The Supreme Court's Corner Post ruling followed last week's ruling which set aside the Chevron deference. The Chevron deference gave regulators and other agencies broader latitude when writing regulations. The end of the Chevron deference is also expected to lead to more lawsuits against regulators. 

The Supreme Court's split in the Corner Post ruling was the same as the Chevron ruling, with the court's conservatives — Justices Amy Coney Barrett, Samuel Alito, Neil Gorsuch, Brett Kavanaugh and Clarence Thomas, and Chief Justice John Roberts — ruling in favor of The Corner Post's position. The court's liberals, Justices Sonia Sotomayor, Elena Kagan and Ketanji Brown Jackson, dissented. 

Kavanaugh, who concurred with Barrett's majority opinion, said the Administrative Procedures Act which governs how regulations are written, has a basic presumption that parties "injured" by government agency actions should have access to a judicial review. Jackson's dissent argued the ruling would allow "well-heeled litigants" to game the system by creating new entities or finding new plaintiffs to issue suits against the government. 

Today's interchange ruling adds to the impact of the Supreme Court's Chevron ruling, according to Robert Hockett, a law professor at Cornell University. "Before today, Congress had legislated that regulatory rules become settled law if unchallenged for six years. The Court now tells us that we cannot begin counting those years in connection with any particular affected party until the rule in question actually affects that party," Hockett said. "Since no corporation can be affected before its existence, and since a new corporation can be brought into existence at any time, all one need do to avoid a rule, is to form a new corporation and object to the rule."

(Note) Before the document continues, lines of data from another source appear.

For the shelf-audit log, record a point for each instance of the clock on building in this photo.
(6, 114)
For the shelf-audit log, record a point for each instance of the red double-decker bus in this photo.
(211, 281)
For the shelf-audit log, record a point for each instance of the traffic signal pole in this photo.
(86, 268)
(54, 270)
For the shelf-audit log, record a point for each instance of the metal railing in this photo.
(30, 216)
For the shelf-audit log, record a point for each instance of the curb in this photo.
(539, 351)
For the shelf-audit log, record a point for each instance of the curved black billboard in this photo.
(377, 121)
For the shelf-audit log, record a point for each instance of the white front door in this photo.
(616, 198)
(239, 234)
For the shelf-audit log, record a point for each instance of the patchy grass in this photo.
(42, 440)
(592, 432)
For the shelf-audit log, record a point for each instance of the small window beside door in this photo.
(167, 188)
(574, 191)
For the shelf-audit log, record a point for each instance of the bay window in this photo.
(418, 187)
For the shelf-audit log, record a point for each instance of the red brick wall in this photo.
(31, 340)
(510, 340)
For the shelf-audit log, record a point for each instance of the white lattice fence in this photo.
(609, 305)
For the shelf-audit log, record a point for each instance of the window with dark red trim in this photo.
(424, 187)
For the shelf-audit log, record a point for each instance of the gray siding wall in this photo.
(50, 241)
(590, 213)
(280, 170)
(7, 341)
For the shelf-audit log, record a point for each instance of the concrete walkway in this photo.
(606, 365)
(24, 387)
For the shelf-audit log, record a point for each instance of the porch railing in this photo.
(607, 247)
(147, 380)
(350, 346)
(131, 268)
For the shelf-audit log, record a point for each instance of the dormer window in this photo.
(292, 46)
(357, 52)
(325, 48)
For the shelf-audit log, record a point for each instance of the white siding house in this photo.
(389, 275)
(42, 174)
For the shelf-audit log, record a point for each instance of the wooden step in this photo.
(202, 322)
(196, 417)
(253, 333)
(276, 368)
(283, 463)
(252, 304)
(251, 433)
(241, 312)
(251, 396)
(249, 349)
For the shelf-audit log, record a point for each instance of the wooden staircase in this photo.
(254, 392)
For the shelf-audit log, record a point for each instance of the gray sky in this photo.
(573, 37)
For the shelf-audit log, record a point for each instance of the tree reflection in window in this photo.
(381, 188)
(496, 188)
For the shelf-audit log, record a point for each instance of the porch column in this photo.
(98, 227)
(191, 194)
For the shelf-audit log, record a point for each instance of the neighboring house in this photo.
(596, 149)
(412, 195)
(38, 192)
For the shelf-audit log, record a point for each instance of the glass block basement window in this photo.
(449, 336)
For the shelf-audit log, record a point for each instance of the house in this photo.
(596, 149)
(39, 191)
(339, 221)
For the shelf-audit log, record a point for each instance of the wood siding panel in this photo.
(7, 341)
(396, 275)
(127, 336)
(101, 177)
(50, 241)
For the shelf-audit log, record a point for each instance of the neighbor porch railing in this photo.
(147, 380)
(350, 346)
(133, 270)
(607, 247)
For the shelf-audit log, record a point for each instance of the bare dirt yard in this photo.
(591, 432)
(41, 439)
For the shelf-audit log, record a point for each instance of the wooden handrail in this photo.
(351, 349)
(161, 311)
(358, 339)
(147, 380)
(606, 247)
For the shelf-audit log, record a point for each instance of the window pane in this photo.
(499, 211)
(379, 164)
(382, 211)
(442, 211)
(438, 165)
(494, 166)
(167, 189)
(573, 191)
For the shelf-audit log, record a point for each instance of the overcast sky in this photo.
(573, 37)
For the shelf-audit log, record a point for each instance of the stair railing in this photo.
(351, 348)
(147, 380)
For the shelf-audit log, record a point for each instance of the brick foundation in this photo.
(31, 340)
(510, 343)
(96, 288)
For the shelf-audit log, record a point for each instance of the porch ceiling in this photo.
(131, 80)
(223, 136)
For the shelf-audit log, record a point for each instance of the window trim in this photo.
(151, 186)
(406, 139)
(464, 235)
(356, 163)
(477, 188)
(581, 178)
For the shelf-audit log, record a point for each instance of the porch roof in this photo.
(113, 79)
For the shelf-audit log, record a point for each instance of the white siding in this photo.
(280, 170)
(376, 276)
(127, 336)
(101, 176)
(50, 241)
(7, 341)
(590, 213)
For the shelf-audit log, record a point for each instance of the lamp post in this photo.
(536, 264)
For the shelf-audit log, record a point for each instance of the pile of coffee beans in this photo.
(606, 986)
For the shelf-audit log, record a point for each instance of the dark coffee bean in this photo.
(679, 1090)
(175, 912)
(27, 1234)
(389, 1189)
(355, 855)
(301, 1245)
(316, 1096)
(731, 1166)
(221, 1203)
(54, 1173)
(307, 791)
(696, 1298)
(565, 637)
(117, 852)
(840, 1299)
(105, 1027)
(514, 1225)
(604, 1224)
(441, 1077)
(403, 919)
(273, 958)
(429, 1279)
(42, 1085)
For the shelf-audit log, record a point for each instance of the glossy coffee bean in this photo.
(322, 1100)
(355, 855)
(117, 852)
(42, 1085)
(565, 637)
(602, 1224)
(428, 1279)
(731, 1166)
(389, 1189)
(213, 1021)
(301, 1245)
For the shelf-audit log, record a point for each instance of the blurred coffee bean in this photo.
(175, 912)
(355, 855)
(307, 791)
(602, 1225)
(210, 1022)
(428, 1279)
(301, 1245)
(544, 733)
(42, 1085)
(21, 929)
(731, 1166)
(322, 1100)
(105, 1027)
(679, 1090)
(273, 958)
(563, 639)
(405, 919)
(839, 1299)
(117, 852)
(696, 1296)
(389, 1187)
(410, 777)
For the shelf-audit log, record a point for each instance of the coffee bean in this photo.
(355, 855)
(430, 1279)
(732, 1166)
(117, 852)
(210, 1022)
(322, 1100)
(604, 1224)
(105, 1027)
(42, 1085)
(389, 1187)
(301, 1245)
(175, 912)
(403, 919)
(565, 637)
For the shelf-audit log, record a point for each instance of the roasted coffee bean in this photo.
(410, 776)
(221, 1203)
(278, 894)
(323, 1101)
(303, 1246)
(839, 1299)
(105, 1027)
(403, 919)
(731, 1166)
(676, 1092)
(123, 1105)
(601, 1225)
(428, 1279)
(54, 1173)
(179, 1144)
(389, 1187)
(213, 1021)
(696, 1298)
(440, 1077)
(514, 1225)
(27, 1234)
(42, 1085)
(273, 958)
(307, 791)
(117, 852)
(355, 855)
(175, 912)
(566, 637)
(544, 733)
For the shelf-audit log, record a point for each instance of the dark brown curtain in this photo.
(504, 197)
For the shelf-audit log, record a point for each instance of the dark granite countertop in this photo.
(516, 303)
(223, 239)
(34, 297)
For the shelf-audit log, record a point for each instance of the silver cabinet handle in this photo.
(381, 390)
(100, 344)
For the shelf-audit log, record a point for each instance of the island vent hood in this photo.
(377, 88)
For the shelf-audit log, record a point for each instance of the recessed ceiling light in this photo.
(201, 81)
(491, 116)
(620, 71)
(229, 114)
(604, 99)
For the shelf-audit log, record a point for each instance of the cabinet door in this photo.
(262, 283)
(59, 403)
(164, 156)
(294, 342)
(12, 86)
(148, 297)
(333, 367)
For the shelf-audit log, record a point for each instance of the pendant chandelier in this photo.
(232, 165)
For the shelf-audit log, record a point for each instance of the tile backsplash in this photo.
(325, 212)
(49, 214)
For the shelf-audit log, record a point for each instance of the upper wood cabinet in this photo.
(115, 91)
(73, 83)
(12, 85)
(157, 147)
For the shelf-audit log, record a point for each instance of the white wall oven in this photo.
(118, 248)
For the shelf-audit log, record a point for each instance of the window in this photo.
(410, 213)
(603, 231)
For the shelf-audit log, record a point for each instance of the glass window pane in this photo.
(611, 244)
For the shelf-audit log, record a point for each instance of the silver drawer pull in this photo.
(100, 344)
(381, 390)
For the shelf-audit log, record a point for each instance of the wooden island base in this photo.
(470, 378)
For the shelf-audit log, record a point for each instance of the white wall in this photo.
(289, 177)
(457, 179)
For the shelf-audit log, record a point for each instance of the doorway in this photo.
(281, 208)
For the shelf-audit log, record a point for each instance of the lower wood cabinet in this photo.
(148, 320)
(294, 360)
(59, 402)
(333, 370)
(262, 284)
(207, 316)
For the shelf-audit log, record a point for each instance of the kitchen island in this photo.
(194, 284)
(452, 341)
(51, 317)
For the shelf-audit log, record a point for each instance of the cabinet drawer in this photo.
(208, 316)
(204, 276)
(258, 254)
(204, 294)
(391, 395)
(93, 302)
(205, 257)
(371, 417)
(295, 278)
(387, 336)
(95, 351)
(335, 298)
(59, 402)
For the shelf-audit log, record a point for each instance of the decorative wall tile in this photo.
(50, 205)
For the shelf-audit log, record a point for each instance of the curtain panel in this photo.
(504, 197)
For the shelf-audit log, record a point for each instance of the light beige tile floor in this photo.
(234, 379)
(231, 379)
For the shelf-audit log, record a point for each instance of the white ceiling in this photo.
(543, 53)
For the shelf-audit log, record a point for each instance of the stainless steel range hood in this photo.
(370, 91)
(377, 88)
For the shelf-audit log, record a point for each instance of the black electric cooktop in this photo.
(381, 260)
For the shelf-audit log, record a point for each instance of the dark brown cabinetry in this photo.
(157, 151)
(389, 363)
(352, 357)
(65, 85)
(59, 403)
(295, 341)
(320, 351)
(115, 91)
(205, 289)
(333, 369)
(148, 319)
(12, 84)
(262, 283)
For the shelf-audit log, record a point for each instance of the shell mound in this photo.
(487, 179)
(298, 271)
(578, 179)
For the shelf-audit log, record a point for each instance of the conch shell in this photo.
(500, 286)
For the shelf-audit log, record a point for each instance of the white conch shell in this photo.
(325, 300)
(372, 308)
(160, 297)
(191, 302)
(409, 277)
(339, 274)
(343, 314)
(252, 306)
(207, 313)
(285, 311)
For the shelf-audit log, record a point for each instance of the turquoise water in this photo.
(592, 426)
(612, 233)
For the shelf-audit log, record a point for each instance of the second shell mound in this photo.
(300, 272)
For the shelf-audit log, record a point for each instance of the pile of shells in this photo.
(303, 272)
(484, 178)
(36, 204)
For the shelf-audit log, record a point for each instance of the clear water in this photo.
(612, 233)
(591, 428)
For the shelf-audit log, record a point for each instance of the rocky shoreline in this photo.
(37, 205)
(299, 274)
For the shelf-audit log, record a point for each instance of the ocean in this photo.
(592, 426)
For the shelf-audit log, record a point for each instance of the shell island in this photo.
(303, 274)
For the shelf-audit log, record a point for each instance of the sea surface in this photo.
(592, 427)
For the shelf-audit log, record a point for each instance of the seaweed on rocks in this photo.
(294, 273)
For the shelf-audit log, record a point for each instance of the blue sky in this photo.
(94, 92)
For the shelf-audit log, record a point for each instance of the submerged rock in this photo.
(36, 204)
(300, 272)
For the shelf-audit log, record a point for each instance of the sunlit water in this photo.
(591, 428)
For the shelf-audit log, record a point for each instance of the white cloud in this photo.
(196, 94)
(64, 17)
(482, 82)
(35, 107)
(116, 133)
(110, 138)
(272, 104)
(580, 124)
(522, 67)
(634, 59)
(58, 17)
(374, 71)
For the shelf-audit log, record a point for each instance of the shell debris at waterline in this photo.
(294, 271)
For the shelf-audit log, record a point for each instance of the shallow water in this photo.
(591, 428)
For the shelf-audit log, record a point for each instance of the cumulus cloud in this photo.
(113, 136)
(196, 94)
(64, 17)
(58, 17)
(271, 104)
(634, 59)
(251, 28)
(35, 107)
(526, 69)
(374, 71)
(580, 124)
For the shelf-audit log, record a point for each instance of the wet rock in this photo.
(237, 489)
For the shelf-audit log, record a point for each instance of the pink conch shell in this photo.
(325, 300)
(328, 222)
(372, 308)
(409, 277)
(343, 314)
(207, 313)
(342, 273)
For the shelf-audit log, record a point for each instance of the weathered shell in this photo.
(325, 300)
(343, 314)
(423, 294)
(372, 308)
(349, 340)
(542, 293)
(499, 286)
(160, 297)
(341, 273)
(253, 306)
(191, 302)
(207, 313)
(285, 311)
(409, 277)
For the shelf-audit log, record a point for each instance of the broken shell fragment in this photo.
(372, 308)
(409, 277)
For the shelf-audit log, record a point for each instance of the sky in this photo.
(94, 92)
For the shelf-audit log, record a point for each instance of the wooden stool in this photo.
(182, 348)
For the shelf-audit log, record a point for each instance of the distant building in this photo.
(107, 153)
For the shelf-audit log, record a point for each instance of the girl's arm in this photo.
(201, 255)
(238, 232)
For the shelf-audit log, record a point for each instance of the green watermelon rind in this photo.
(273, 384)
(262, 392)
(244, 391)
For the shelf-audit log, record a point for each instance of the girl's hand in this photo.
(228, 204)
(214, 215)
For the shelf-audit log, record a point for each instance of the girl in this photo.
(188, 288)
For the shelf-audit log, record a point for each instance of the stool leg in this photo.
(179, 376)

Conservative groups such as Charles Koch's Americans for Prosperity, and lobbyists including the U.S. Chamber of Commerce backed the Corner Post. 

"This decision is a tremendous win for individuals and businesses who have been subject to problematic regulations but were barred from challenging them because of the passage of time," said Kara Rollins, litigation counsel for the New Civil Liberties Alliance, a civil rights group, in a release. 

The Biden administration, which represented the Federal Reserve, argued that The Corner Post's position would expand the potential class of challenges to government regulations and would stress the courts and agencies. 

"The Supreme Court dealt a blow to people and communities across the nation, opening up a Pandora's box of attacks on settled policies and regulations that have been on the books for years," said Skye Perryman, president and CEO of Democracy Forward, a nonprofit legal services firm, in a release. "With today's ruling, we can expect to see a flood of litigation by special interests challenging any policy or regulation that doesn't fit their short-term agenda, even years after the fact."